Over the next few weeks you’ll hear a lot of talk about clubs and coaches focusing on themselves. It’s the party line and, as professional football brings you into contact with the media, you learn to toe the line quickly.

I was quite an open person when it came to the press but I didn’t take long to find out that the more interesting I was (or to put that a better way, the more interesting my quotes were) the more they got used. That’s not a complaint. With hindsight it’s extremely obvious.

Make a declaration about promotion in September and people will hold you to it. Start puffing your chest out in March or April and you draw attention to yourself, some of it needless. I don’t think I was ever told by managers, media officers or anyone else what to say in relation to the table, but most of us end up getting bitten on the backside by something we’ve said now and again.
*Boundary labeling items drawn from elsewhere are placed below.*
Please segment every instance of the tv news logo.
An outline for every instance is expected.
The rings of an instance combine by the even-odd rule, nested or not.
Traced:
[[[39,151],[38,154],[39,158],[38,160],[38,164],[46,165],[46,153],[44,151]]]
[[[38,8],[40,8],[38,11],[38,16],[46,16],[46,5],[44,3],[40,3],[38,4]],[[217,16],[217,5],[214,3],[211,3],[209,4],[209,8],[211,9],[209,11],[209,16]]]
Some players make a career out of it.

Brighton and Hove Albion's Glenn Murray scores his side's first goal during the Sky Bet Championship match with Leeds at the AMEX Stadium in December. PIC: Gareth Fuller/PA.Brighton and Hove Albion's Glenn Murray scores his side's first goal during the Sky Bet Championship match with Leeds at the AMEX Stadium in December. PIC: Gareth Fuller/PA.
Brighton and Hove Albion's Glenn Murray scores his side's first goal during the Sky Bet Championship match with Leeds at the AMEX Stadium in December. PIC: Gareth Fuller/PA.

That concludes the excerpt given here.